Schmitt treats this succession as an intellectual historian. For him, the passage out of theology and into metaphysics occurs with Suarez, Descartes, Newton, and their peers; the passage out of metaphysics and ontology, with Kant; and the passage out of Enlightenment humanism, with Marx and the liberal economists. The passage out of the age of economy and into the age of technology, however, has no intellectual-historical component. Further, it would appear to constitute a new establishment of neutrality, since technique is not as such a form of thought. But the abandonment of intellectual and spiritual projects for merely technical ones is not quite an entryway into substantive secularity or neutrality, since, perhaps surprisingly, it turns out that the dominance of technology, in practice and effect, actually denies neutrality. According to Schmitt, rather, it possesses its own “activist metaphysics—the belief in unlimited power and the domination of man over nature, even over human nature.” A metaphysics without intellectual content, then, but a metaphysics nonetheless. As such, it “can be called fantastic and satanic, but not simply dead, spiritless or mechanized soullessness.”

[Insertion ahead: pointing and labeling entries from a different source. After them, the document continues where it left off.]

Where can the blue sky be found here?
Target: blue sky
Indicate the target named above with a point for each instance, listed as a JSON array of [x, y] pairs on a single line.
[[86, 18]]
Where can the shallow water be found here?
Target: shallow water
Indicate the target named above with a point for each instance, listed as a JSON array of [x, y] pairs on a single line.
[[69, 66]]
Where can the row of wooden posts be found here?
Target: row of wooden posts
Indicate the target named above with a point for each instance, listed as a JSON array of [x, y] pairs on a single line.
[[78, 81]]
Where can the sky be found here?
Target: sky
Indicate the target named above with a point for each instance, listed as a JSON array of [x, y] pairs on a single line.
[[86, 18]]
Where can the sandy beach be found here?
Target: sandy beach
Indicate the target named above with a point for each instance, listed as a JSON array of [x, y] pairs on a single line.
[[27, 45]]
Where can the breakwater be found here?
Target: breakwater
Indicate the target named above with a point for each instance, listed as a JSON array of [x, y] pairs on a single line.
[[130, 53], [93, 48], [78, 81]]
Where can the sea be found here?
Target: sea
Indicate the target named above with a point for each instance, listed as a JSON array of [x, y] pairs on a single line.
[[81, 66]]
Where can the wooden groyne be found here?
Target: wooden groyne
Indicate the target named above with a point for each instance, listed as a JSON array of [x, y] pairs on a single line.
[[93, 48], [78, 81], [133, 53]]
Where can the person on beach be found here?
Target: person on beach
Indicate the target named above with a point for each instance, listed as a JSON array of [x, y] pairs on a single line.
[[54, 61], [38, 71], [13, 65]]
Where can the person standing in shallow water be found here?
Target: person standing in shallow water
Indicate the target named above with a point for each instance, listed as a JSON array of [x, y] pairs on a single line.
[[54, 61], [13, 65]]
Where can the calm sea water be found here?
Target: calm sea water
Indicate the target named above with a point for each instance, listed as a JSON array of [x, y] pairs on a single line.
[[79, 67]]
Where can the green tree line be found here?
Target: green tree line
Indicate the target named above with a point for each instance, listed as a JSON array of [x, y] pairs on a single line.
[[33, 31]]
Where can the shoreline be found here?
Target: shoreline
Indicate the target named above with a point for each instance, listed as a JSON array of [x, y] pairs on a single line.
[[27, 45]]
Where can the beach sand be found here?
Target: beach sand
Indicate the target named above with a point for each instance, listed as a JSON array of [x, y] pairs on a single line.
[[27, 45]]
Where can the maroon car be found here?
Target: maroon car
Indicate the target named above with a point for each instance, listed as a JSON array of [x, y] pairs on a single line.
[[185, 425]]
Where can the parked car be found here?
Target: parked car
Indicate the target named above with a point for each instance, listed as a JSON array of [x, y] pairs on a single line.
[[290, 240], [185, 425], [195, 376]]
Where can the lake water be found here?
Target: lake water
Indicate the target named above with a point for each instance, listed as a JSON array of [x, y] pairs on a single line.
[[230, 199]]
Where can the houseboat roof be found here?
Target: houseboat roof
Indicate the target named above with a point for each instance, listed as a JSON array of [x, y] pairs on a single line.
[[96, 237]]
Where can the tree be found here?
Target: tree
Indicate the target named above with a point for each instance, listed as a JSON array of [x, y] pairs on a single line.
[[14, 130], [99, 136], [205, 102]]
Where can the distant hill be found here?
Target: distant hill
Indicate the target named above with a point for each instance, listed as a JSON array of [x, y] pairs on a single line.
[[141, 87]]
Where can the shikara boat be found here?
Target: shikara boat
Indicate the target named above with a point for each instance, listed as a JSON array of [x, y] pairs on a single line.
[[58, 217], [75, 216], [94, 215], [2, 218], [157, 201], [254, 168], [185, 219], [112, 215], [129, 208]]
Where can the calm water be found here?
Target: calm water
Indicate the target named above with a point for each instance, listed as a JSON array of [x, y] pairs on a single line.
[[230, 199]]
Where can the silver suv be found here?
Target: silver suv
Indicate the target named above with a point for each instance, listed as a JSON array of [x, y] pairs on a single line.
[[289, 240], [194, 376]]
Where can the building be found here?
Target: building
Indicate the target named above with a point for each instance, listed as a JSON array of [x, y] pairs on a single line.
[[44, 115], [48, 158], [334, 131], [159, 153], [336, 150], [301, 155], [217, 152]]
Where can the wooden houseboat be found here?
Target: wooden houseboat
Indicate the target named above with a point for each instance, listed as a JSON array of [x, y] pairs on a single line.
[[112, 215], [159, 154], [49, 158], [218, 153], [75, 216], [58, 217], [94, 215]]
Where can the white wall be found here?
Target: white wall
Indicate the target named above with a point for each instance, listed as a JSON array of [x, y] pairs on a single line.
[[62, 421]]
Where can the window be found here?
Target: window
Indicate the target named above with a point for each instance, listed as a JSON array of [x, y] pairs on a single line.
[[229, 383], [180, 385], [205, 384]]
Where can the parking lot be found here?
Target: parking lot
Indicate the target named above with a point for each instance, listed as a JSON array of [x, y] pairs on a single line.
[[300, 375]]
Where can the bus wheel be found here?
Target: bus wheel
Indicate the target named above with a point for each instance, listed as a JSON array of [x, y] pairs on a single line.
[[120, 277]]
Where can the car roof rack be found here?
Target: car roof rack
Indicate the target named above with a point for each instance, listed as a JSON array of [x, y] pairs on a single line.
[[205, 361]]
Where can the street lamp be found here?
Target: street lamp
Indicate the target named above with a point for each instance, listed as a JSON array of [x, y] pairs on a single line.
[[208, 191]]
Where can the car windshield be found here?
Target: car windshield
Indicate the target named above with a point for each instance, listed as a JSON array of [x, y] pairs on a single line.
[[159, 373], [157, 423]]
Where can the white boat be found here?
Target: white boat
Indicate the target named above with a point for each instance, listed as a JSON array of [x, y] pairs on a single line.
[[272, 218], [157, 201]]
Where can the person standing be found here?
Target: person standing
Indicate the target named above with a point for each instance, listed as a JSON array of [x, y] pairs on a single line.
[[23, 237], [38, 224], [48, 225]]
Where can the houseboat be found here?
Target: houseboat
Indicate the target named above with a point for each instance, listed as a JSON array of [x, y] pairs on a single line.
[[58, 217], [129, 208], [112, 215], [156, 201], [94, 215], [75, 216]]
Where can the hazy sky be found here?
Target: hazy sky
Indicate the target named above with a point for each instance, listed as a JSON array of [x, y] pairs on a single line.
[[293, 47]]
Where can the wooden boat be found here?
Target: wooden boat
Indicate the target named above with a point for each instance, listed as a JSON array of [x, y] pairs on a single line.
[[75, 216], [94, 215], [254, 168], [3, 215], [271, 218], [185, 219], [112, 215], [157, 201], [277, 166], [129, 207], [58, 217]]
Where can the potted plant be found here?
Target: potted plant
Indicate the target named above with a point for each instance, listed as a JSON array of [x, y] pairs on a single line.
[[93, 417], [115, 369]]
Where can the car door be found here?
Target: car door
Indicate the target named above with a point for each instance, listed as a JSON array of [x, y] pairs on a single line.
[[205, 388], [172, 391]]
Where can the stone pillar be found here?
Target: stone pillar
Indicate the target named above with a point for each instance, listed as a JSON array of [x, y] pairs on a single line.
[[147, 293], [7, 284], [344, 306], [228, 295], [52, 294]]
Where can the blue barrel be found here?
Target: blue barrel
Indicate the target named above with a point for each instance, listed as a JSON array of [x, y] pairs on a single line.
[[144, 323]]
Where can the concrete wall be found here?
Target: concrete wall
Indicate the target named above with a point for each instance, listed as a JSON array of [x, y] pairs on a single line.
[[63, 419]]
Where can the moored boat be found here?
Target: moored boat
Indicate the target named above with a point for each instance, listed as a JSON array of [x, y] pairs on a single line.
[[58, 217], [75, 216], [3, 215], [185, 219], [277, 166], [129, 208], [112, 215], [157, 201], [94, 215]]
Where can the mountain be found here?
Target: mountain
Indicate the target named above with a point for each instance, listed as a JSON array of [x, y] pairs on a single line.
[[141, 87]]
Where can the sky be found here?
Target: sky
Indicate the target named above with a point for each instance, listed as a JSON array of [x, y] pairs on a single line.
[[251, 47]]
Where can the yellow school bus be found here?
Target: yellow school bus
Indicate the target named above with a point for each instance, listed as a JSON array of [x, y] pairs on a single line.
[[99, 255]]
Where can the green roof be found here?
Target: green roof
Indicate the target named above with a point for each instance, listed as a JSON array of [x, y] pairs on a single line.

This is where Schmitt’s politics take wing, just because the struggle against technology, with its siren call of absolute instrumentality, now involves a battle against evil (i.e., if one reads between the lines, against Bolshevism and Anglophone liberal capitalism). So, Schmitt’s image of a wholly secularized society ends up by appealing to the very opposite of the secular—to the figure of the religious warrior. His version of the incomplete secularization thesis is, in effect, a call to Catholic arms. And yet, Schmitt’s essay also implicitly acknowledges that this religious crusade might fail, in which case “dead, spiritless or mechanized soullessness” will indeed reign. So, in Schmitt, absolute secularity is possible—only, ironically, not for human beings, because once it has at last been reached the species will have forsaken its essential human qualities.”